Mestre em Ciência e Tecnologia de Sementes e doutor em Fitotecnia na área de Produção Vegetal, Sofiatti explica que as lagartas deixaram de ser um problema sério, mas a planta daninha Amaranthus palmeri vem resistindo ao herbicida glifosato, utilizado para esse tipo de controle no campo, no passado.
“Alguns agricultores norte-americanos já não veem razão para pagar caro por uma tecnologia que não resolve seus problemas mais sérios, antes controlados com eficiência pela transgenia”, reforça o pesquisador.
Pragas
Nos EUA, a baixa incidência de lagartas nas lavouras de algodão está ligada à erradicação de outra praga: o bicudodo-algodoeiro. livres desse principal inseto, que assolava a cotonicultura estadunidense, os produtores rurais reduziram a quantidade de aplicações de inseticidas no meio rural.
Como consequência, outros insetos inimigos naturais das lagartas, antes dizimados pelo inseticida, foram preservados. Agora, conforme explica Sofiatti, eles promovem um controle natural das lagartas, cuja incidência permanece abaixo do nível de dano econômico.

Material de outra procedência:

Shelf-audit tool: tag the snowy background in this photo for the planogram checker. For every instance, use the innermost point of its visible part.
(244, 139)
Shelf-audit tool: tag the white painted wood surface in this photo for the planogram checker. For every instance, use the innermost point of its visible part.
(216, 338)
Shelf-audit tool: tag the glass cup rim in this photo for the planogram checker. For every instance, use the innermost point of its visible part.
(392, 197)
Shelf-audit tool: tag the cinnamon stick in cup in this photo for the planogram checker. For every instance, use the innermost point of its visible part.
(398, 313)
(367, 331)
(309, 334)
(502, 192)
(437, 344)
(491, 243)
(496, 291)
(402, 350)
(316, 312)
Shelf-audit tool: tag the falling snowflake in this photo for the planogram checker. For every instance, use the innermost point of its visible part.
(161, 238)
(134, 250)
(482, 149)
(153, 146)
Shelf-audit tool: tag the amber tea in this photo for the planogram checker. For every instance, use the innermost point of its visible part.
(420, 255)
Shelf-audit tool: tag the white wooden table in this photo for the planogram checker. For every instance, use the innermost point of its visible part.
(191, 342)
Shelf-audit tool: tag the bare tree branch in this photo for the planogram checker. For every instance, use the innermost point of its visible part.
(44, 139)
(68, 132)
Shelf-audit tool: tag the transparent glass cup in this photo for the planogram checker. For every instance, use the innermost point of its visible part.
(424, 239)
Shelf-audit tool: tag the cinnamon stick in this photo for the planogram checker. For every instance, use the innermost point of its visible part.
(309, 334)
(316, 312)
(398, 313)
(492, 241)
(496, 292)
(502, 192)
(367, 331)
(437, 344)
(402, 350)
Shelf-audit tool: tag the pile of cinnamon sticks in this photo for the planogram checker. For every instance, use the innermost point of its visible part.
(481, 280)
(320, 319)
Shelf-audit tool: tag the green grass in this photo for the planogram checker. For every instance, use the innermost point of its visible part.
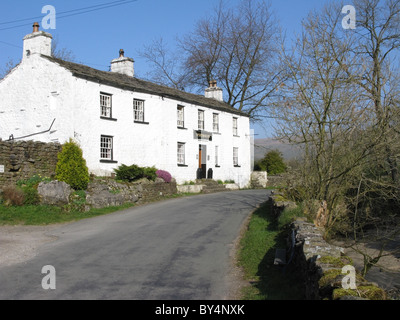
(46, 215)
(256, 257)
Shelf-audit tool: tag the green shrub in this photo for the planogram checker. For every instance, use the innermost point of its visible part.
(150, 173)
(128, 173)
(272, 162)
(133, 172)
(31, 196)
(71, 166)
(13, 196)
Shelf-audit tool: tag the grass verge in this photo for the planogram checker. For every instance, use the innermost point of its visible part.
(256, 257)
(46, 215)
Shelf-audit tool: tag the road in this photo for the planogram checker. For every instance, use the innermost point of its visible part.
(176, 249)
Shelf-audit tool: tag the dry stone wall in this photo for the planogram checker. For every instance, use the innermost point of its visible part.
(20, 160)
(320, 263)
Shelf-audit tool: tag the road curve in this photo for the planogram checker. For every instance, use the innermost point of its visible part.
(176, 249)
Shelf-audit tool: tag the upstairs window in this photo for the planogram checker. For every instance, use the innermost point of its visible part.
(201, 120)
(216, 122)
(105, 105)
(138, 110)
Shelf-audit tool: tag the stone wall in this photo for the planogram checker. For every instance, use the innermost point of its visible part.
(107, 192)
(319, 262)
(20, 160)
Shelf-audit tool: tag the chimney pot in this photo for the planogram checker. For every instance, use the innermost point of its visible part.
(36, 27)
(213, 84)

“A única forma de ser competitivo em qualquer mercado é ter um custo de produção mais baixo”, ressalta o pesquisador, salientando que os benefícios da transgenia são insuficientes para cobrir o custo da taxa tecnológica.

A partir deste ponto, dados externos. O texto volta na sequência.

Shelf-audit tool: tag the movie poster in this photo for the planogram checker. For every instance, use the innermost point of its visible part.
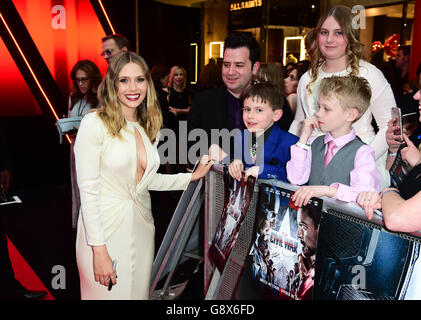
(361, 261)
(282, 257)
(237, 200)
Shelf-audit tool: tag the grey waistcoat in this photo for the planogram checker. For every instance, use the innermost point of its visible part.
(338, 169)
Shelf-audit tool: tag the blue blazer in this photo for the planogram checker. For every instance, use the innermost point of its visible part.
(276, 153)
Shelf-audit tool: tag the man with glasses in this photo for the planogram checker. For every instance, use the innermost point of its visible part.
(113, 45)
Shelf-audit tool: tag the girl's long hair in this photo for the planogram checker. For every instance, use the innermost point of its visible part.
(171, 78)
(148, 112)
(354, 51)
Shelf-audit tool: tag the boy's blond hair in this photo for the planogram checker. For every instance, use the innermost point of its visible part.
(351, 91)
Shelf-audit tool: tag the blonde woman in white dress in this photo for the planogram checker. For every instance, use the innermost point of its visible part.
(117, 162)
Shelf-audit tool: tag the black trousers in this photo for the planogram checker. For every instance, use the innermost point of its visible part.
(7, 276)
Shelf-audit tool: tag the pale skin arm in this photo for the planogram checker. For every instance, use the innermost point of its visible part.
(401, 215)
(176, 111)
(307, 129)
(398, 214)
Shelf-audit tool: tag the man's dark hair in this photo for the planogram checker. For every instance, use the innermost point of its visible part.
(243, 39)
(119, 39)
(314, 213)
(406, 50)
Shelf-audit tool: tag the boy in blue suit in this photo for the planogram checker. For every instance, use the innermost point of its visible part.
(263, 149)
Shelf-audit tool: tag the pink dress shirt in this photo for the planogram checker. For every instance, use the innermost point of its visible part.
(364, 176)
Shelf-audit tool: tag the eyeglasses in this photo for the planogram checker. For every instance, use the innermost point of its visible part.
(107, 52)
(81, 80)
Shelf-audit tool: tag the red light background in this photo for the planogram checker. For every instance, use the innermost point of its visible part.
(60, 49)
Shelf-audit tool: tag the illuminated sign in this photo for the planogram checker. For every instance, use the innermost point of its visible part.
(245, 5)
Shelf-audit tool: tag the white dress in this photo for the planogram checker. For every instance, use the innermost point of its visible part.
(81, 108)
(114, 209)
(381, 103)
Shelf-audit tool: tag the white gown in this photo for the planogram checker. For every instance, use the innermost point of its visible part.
(114, 209)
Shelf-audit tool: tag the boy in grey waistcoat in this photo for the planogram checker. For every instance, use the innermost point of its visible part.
(338, 164)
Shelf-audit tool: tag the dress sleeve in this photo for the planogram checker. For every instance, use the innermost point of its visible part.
(299, 167)
(88, 149)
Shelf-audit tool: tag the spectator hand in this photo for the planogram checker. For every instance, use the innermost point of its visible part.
(235, 169)
(369, 201)
(202, 168)
(410, 154)
(253, 171)
(307, 128)
(5, 180)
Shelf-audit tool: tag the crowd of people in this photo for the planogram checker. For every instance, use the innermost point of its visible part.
(309, 123)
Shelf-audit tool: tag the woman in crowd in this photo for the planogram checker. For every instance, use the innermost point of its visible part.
(399, 206)
(178, 95)
(117, 161)
(291, 84)
(338, 52)
(86, 78)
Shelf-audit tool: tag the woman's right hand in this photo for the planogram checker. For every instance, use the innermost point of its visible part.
(235, 169)
(393, 141)
(103, 266)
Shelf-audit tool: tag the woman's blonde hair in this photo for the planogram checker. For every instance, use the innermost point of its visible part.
(354, 51)
(171, 78)
(148, 112)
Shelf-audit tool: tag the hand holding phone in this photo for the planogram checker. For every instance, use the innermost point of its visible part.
(110, 284)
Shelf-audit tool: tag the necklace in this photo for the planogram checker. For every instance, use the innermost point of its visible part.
(253, 148)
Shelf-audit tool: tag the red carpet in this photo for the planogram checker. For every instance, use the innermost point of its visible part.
(24, 273)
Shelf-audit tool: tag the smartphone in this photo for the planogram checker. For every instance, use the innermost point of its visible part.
(396, 114)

Alguns cotonicultores norte-americanos, por isso, estão procurando plantar as variedades convencionais, hoje muito raras em seus territórios. “Daí a oportunidade para nossos materiais”, reforça Sofiatti.
Fortalecimento da marca
Na visão do pesquisador Rafael Vivian, da Embrapa Produtos e Mercado, a introdução das cultivares nacionais nas lavouras norte-americanas deve fortalecer a marca da estatal. isso porque os materiais brasileiros estão protegidos, naquele país, pelo Departamento de Agricultura dos Estados unidos (USDA, sigla em inglês), órgão equivalente ao Ministério da Agricultura brasileiro, que regulamenta o registro de cultivares na “Terra do Tio Sam”.
De acordo com Vivian, os benefícios também serão financeiros, graças aos recursos provenientes da propriedade intelectual dessas cultivares de algodão. Ele acredita que, nos próximos anos, os plantios da Embrapa devem ocupar maior número de áreas, especialmente no Texas, principal produtor dos EUA, com cerca de dois milhões de hectares e uma produtividade média que, hoje, não ultrapassa os 1,5 mil quilos por hectare.
“É um índice produtivo baixo, porque chove muito pouco e de forma irregular”, relata o pesquisador.
Mesmo com a falta de chuvas, as variedades de algodão do Brasil têm potencial produtivo semelhante às norte-americanas. Por causa disso, Vivian confia que as cultivares nacionais possam, em curto prazo, ser boas opções para a exploração comercial nas regiões que integram o chamado “Cinturão Algodoeiro dos Estados Unidos”.